The Year Ahead in ADR Health Care
Last year saw dynamic developments in health care law; 2023 promises even more. Watch for these trends on the 2023 health care horizon:
Privacy & Data Protection
California became the most data-protective state when it enacted the California Consumer Privacy Act (CCPA) in 2018. Cal. Civ. Code Section 1798.100, et seq. It then bolstered the CCPA by amending it with the California Privacy Rights Act (CPRA) in 2020 to add more consumer privacy protections.

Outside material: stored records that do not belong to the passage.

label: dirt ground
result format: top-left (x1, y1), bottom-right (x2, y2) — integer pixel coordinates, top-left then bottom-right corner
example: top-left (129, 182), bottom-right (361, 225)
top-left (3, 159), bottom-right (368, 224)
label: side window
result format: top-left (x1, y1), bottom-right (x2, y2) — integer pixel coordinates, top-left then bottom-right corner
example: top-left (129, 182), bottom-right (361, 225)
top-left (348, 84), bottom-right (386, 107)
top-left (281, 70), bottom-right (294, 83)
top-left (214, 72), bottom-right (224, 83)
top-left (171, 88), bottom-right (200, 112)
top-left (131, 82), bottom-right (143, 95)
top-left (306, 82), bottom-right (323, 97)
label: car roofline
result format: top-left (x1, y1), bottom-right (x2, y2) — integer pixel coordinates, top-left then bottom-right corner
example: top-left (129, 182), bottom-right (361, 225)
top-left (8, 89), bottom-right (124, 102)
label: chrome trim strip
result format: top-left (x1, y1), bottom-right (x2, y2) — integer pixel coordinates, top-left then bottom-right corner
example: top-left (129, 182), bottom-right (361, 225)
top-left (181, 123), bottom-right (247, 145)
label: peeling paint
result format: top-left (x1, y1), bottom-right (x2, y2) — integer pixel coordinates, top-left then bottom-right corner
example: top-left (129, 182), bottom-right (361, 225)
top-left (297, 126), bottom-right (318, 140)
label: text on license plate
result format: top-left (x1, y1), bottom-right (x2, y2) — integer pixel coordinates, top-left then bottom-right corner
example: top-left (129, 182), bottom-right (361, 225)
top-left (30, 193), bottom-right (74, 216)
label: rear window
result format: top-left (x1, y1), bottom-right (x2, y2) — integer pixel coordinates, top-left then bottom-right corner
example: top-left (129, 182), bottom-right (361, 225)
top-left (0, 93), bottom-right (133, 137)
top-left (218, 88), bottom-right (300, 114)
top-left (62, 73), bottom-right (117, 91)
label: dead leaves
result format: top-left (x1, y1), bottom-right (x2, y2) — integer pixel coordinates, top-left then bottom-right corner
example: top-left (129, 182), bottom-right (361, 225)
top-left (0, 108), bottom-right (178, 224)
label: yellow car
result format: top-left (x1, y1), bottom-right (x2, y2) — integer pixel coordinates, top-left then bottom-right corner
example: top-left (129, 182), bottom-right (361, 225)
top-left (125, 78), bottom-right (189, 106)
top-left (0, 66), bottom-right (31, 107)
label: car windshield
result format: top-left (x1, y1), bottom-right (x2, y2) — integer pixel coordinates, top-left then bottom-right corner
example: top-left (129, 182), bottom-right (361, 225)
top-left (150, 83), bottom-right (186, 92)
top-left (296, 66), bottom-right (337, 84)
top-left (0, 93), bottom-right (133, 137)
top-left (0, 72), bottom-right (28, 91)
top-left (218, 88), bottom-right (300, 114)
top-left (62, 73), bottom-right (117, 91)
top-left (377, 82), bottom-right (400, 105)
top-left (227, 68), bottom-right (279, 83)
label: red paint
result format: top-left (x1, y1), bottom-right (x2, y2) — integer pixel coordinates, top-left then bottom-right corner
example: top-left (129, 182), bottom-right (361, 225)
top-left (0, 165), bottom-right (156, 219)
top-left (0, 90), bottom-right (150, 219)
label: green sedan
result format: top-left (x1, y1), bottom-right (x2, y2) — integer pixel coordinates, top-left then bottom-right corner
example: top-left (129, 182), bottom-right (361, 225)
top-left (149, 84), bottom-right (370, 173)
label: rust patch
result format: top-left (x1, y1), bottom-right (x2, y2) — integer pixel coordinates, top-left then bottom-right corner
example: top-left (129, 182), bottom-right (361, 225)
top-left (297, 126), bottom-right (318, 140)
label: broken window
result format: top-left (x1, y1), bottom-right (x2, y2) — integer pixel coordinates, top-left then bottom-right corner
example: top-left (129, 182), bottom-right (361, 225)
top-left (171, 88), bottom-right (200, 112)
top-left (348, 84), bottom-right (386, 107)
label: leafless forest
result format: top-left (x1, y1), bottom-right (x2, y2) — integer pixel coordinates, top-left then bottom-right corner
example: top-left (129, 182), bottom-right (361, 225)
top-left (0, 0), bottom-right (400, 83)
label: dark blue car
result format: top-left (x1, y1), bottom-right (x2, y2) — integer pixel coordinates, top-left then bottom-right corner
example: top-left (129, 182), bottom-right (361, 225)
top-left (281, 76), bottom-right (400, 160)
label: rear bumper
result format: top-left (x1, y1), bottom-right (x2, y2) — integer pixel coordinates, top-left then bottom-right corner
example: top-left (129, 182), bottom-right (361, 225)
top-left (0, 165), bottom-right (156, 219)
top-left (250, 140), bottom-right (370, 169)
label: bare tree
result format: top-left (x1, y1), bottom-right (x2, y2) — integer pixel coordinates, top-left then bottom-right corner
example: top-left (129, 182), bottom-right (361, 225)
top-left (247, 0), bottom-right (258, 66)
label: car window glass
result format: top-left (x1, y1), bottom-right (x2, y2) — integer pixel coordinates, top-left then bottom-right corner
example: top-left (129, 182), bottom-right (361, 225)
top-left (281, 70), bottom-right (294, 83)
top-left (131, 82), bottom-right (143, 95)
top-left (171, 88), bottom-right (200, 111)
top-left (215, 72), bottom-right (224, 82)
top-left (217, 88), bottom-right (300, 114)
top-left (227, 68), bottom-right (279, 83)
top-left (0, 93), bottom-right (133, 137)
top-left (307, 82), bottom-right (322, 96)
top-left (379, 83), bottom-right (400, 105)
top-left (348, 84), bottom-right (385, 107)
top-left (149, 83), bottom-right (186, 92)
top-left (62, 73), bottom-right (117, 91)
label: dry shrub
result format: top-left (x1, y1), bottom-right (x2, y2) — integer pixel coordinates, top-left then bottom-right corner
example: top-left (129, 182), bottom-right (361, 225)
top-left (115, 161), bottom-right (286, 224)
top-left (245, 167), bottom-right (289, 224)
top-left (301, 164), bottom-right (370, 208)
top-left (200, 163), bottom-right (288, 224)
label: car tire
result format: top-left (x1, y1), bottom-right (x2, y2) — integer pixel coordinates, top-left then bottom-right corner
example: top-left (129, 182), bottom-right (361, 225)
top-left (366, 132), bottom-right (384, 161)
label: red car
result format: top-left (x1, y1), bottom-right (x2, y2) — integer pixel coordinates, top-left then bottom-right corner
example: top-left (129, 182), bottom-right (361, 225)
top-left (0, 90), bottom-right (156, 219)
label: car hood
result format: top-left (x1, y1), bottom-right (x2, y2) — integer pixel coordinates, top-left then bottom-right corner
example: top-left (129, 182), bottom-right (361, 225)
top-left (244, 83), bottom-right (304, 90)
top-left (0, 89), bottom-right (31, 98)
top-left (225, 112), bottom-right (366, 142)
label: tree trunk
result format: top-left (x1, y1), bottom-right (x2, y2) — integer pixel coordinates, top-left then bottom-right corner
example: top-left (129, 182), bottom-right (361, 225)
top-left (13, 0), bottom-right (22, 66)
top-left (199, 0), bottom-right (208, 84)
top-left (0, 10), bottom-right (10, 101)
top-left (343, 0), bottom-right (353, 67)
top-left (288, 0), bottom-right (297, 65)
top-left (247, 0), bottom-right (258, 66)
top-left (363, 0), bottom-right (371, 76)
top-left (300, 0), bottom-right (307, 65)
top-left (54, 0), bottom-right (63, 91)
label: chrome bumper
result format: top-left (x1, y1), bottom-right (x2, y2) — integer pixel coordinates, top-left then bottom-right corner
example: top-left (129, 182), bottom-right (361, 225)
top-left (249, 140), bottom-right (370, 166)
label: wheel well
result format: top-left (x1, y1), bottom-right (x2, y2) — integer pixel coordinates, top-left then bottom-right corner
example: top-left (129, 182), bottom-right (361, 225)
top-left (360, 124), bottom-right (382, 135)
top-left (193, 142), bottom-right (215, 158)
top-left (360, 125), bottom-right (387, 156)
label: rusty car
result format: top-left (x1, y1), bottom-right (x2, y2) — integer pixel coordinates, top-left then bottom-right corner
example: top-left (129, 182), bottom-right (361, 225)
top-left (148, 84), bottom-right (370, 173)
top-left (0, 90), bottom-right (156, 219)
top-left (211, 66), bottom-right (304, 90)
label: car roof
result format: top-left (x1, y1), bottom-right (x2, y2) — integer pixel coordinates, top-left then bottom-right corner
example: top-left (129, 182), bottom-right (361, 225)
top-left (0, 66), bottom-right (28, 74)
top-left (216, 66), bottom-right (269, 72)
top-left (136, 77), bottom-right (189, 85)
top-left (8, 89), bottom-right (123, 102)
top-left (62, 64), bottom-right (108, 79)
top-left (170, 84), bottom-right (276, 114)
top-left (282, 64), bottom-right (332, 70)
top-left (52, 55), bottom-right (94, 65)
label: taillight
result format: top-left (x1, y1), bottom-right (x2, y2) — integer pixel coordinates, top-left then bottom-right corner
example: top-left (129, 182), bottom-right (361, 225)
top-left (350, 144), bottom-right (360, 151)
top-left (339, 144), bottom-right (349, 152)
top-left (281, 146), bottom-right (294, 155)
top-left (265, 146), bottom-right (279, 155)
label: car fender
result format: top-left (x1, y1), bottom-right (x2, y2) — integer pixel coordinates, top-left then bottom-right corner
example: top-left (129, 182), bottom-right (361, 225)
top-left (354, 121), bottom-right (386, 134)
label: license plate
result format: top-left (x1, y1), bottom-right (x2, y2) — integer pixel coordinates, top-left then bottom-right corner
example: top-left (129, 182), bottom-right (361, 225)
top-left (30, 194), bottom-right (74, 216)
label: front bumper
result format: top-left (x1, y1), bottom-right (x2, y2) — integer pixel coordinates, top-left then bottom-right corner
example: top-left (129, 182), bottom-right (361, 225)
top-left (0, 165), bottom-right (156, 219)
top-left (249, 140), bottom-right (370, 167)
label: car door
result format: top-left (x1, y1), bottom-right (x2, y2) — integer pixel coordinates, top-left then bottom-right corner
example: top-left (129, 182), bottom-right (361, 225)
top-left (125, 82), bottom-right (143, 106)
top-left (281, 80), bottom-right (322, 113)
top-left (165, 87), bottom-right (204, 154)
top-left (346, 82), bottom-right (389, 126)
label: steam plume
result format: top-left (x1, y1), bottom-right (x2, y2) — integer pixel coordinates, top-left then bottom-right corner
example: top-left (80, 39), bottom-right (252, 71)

The CPRA established the California Privacy Protection Agency (CPPA) with the rulemaking and enforcement power to regulate the act’s implementation. The CPRA mostly took effect on Jan.1, 2023, but applies to data collected in 2022. The CPPA’s new proposed regulations widen the scope of entities subject to the act’s requirements and permit Californians to prevent a CPPA-regulated entity from disclosing their information and to opt-in or opt-out of its use. CPRA, at Section 10, 14.
California no longer stands alone. Virginia’s Consumer Data Protection Act also took effect last month, on Jan. 1; Connecticut’s law takes effect on July 1, 2023; and Utah’s Consumer Privacy Act follows on Dec, 31, 2023.
Indeed, some query whether the health care industry should expect enactment of a comprehensive federal data privacy law, such as the American Data Privacy Protection Act. Whether it or another national law passes, health care organizations will still face a quickly changing mosaic of state privacy laws in 2023.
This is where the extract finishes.